Historically, prediction markets tied to broadcaster utterances during high-stakes football matches have resolved with near certainty when the term is a standard fixture of commentary, such as "goal," "foul," or "extra time," mirroring the 100% probability seen here. Comparable cases from the 2022 World Cup on FOX show that lead announcers consistently use routine terminology, making the market’s lean on the catalyst of standard in-game dialogue highly probable, as confirmed by FOX’s own press release detailing the broadcast slate [1].
Traders should monitor the official FOX broadcast schedule and any pre-match announcements regarding term usage, though the market’s dependency rests on the live match action itself. With FOX offering a record 70 matches on its network and 340 hours of programming, the likelihood of standard commentary terms being spoken remains overwhelming, as noted in FOX Corporation’s announcement of the historic 2026 schedule [3]. No external catalysts beyond the match itself are required, given the market’s focus on in-game dialogue.
Methodology
This page tracks What will the announcers say during Mexico vs England World Cup Match? across four political prediction venues. Live odds come from the Polymarket order book (the deepest political prediction-market book). Kalshi is the CFTC-regulated US alternative, Betfair the established UK sports-exchange with politics markets, Manifold the open play-money variant. For users geo-blocked from Polymarket directly, brokers like Election Predictions UK provide a 0%-fee route into the same order book.
Resolution & payout
Political markets typically settle on official candidate or agency confirmation. Polymarket uses UMA Optimistic Oracle: a proposer posts the outcome with a bond, the two-hour window opens, then the smart contract pays USDC.

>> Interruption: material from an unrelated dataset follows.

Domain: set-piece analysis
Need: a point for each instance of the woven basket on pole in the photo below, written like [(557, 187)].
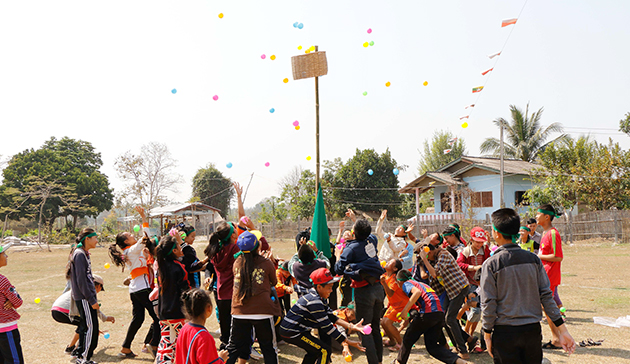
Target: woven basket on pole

Kalshi settles USD via CFTC clearinghouse, with clearly defined resolution sources (e.g. AP race calls for elections). Betfair settles after the official outcome is registered with the league or agency. Manifold is play-money.
FAQ
- What resolution source is used for elections?
- Polymarket defines the source per contract — usually Associated Press (AP Race Call), Reuters or the official electoral commission. The source is stated in contract details before the market opens.
- Can prediction markets influence election outcomes?
- Markets reflect expectations rather than create them. Studies show public-facing markets can anchor expectations, but don't influence the underlying outcome. Political markets are information, not advocacy.
- How fast do political markets react to news?
- High-liquidity markets move within seconds to minutes. A Trump tweet on the economy can shift the "Trump 2024" market 2-5 points before mainstream media has written anything.
- Why do Polymarket and Kalshi differ on elections?
- Kalshi must follow CFTC compliance — strict definitions, clear resolution sources, US citizens only with KYC. Polymarket operates globally without CFTC oversight — deeper liquidity, but also higher regulatory risk.
- Which political events have the biggest volume?
- US Presidential election, party nominations (DNC/RNC), Senate majorities, individual state outcomes (Pennsylvania, Michigan, Wisconsin), and major European elections. Peak markets reach $50-500M per event.